The morning that the little sea-port of Newcastle lay before us, I felt
as if I had been on tour through a strange world. For the first time the
story-books of my youth had come true.
But Hoppner rose from the camp fire that we'd been sleeping by,
stretched, and remarked, "now, thank Christ, I'll be able to find a good
seat in a pub again, just like in Sydney, and all the booze I can drink.
We can go to some sailors' boarding house here, tell them we want to
ship out, and they'll furnish us with the proper amount of drinks and
take care of us, all hunky dory, till they find us a berth on ship ...
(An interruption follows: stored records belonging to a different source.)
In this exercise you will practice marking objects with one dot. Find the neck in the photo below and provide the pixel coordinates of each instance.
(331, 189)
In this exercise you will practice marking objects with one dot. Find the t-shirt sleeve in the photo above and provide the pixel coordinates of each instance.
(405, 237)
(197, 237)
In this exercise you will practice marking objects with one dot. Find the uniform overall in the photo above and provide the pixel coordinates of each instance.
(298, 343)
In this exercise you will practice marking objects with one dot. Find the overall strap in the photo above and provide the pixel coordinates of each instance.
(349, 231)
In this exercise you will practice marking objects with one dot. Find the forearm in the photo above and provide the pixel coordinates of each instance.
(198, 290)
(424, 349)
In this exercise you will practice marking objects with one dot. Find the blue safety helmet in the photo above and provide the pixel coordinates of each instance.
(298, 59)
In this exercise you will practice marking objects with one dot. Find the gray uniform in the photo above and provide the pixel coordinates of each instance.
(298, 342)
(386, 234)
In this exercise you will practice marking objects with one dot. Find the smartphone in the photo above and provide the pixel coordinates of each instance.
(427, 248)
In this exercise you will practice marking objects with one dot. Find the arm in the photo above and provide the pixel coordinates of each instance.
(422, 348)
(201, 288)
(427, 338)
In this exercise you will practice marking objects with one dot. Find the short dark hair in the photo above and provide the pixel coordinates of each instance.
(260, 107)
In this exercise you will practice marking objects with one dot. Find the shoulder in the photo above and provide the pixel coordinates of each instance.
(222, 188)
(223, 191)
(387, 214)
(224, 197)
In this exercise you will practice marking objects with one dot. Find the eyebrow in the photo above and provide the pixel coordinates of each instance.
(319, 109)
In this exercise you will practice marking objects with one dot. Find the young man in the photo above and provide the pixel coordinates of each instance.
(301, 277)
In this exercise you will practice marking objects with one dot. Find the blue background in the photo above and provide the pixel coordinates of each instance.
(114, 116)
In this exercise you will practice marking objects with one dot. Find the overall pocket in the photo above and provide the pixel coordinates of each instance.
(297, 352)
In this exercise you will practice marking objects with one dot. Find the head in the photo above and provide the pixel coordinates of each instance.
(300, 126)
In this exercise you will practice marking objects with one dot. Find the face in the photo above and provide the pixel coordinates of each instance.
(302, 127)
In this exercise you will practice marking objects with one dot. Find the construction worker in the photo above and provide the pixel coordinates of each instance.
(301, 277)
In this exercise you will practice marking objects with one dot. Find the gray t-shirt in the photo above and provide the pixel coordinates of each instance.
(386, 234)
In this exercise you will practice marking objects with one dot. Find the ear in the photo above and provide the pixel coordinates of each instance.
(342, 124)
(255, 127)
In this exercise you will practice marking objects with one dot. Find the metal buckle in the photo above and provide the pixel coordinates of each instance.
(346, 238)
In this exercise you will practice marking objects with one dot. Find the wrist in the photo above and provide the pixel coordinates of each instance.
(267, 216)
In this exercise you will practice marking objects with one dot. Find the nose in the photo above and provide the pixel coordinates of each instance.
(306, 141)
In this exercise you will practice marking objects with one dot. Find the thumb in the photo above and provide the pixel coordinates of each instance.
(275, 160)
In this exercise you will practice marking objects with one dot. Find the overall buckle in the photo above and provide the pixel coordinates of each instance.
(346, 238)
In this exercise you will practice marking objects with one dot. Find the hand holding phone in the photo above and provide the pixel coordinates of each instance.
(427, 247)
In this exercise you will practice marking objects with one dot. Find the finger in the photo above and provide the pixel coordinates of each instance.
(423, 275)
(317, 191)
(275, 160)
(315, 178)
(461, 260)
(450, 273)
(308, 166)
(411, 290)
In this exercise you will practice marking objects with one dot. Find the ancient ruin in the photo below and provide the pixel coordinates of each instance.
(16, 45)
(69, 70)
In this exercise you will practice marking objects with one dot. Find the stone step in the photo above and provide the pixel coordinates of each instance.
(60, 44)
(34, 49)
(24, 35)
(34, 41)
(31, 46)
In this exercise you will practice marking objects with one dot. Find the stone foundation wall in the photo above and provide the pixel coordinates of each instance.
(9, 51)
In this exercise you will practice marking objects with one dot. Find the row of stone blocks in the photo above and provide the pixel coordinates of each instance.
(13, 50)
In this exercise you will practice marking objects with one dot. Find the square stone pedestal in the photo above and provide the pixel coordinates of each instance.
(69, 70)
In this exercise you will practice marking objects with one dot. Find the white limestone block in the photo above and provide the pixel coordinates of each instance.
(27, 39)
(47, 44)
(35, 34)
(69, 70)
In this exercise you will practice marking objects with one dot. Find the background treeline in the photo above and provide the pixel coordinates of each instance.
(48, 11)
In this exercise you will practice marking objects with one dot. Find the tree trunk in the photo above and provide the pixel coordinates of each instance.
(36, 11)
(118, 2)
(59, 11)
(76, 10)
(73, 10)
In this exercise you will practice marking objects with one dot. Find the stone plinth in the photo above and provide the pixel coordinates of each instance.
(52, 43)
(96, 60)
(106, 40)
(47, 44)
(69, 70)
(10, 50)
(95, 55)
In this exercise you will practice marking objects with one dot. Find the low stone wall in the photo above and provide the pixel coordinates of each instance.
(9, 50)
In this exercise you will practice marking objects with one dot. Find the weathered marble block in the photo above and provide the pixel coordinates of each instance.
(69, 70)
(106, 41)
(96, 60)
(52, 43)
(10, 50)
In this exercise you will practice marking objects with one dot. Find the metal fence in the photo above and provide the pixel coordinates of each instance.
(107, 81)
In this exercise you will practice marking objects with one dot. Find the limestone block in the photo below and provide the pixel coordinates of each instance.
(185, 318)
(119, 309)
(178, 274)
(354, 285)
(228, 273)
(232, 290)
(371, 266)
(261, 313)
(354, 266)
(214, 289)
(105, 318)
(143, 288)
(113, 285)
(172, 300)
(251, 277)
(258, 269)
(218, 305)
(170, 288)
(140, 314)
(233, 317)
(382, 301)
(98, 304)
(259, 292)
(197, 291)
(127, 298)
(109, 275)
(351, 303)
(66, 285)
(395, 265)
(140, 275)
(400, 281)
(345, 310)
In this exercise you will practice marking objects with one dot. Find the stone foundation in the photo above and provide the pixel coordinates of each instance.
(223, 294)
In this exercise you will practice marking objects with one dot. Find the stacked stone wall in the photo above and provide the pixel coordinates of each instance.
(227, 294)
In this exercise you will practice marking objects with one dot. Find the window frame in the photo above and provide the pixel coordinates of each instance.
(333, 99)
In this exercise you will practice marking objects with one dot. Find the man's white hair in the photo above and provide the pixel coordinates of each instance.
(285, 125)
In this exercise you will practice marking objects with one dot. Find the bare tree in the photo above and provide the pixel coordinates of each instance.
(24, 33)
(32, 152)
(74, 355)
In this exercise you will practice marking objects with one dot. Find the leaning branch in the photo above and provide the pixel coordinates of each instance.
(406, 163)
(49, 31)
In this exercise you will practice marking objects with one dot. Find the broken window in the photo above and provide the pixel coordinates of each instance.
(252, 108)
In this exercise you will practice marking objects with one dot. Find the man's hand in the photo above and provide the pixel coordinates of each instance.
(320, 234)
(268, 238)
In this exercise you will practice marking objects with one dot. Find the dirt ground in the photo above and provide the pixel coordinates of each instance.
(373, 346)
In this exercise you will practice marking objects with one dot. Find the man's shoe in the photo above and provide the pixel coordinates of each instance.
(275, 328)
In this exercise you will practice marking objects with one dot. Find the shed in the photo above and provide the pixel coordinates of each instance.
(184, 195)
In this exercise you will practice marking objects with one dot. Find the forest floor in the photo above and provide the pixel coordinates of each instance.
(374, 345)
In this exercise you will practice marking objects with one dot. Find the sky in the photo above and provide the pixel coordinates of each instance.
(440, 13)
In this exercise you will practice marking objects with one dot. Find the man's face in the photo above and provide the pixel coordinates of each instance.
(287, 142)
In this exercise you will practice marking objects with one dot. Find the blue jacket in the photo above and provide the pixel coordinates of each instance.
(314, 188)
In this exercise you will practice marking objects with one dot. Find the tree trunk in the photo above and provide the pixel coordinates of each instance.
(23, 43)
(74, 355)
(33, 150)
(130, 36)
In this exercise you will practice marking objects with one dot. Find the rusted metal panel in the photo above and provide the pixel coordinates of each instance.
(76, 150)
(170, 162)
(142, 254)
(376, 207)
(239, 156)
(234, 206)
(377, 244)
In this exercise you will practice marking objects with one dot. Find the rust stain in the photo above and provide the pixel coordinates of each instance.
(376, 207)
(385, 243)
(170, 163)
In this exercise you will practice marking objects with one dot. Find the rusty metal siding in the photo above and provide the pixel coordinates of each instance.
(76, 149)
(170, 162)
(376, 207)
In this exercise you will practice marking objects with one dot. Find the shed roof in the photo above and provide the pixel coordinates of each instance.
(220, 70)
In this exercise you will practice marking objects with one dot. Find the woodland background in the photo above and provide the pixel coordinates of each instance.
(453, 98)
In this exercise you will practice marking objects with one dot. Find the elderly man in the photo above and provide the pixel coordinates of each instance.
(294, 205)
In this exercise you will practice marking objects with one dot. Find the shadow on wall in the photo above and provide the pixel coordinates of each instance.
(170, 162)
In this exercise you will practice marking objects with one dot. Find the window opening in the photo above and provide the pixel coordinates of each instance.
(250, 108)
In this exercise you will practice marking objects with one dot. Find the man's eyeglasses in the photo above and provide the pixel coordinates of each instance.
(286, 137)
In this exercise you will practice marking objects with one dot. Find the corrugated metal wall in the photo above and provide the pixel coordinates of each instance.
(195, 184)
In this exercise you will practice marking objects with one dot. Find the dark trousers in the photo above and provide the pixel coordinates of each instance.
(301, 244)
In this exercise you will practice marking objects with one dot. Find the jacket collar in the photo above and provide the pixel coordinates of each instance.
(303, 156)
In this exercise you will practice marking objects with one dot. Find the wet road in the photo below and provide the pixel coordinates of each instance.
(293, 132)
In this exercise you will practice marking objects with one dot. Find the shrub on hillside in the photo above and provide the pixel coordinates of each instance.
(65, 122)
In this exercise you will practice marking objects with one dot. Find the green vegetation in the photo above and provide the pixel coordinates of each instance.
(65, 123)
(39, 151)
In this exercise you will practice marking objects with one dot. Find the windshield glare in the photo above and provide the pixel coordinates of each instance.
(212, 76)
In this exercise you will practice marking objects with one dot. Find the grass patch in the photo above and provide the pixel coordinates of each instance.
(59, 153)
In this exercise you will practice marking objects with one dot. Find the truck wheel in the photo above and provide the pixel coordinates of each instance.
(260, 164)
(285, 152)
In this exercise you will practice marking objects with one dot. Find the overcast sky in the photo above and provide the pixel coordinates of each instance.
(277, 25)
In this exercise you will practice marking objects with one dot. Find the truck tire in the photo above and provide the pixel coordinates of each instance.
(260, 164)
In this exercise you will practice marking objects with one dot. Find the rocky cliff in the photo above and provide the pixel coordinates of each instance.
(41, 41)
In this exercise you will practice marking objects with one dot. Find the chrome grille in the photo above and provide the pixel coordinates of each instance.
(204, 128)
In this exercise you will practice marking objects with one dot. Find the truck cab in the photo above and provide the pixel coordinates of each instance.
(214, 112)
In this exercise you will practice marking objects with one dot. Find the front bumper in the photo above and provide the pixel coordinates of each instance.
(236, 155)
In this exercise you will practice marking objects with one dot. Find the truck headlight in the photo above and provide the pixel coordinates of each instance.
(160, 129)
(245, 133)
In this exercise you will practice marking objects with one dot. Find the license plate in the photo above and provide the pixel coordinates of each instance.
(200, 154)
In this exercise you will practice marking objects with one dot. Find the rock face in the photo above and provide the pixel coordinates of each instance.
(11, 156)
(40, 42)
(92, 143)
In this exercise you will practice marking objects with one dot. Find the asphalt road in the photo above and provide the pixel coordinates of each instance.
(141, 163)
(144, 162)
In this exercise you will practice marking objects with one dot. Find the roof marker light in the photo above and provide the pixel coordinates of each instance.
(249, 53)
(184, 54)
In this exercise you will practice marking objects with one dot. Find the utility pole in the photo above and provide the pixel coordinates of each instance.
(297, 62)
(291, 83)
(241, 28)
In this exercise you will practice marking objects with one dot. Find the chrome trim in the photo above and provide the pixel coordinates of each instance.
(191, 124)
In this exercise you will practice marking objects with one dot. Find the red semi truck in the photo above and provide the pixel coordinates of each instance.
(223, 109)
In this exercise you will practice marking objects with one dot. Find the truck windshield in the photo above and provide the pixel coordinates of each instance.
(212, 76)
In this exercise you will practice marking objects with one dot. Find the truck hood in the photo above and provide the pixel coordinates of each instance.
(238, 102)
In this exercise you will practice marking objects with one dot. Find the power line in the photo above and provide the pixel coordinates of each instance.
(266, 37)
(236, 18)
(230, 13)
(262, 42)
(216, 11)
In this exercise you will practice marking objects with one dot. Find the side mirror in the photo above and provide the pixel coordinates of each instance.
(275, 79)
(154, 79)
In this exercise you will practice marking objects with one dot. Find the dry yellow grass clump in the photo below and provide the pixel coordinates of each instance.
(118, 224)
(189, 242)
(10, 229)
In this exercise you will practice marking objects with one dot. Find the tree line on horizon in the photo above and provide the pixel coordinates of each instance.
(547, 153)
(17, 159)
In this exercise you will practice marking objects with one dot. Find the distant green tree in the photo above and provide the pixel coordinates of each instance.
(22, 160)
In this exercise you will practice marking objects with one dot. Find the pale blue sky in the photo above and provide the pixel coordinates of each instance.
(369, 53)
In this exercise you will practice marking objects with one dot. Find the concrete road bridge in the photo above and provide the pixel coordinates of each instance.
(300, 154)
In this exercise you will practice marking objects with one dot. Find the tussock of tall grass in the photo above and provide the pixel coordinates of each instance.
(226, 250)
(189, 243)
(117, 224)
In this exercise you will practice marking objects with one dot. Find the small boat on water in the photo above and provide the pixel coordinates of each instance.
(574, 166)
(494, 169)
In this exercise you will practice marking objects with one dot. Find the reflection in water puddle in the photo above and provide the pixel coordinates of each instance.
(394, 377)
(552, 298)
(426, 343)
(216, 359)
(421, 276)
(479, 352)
of course they'll be well paid for their trouble ... two months' advance
pay handed over to them by the skipper ... but that won't bother me a
bit."
From the hill on which we lay encamped we saw all the ships in the
harbour. I no longer feared the sea. Your true adventurer forgets danger
and perils experienced as a woman forgets the pangs of childbirth.
* * * * *
We met a sailor on the street, who, though at first a stranger, soon
became our friend and, with the quick hospitality of the sea, steered us
to a pub known as the Green Emerald, bought us drinks, and introduced us
to Mother Conarty, the proprietress.
"I'll ship ye out all right, but where's your dunnage?"
We confessed that we had run away from our ships down at Sydney.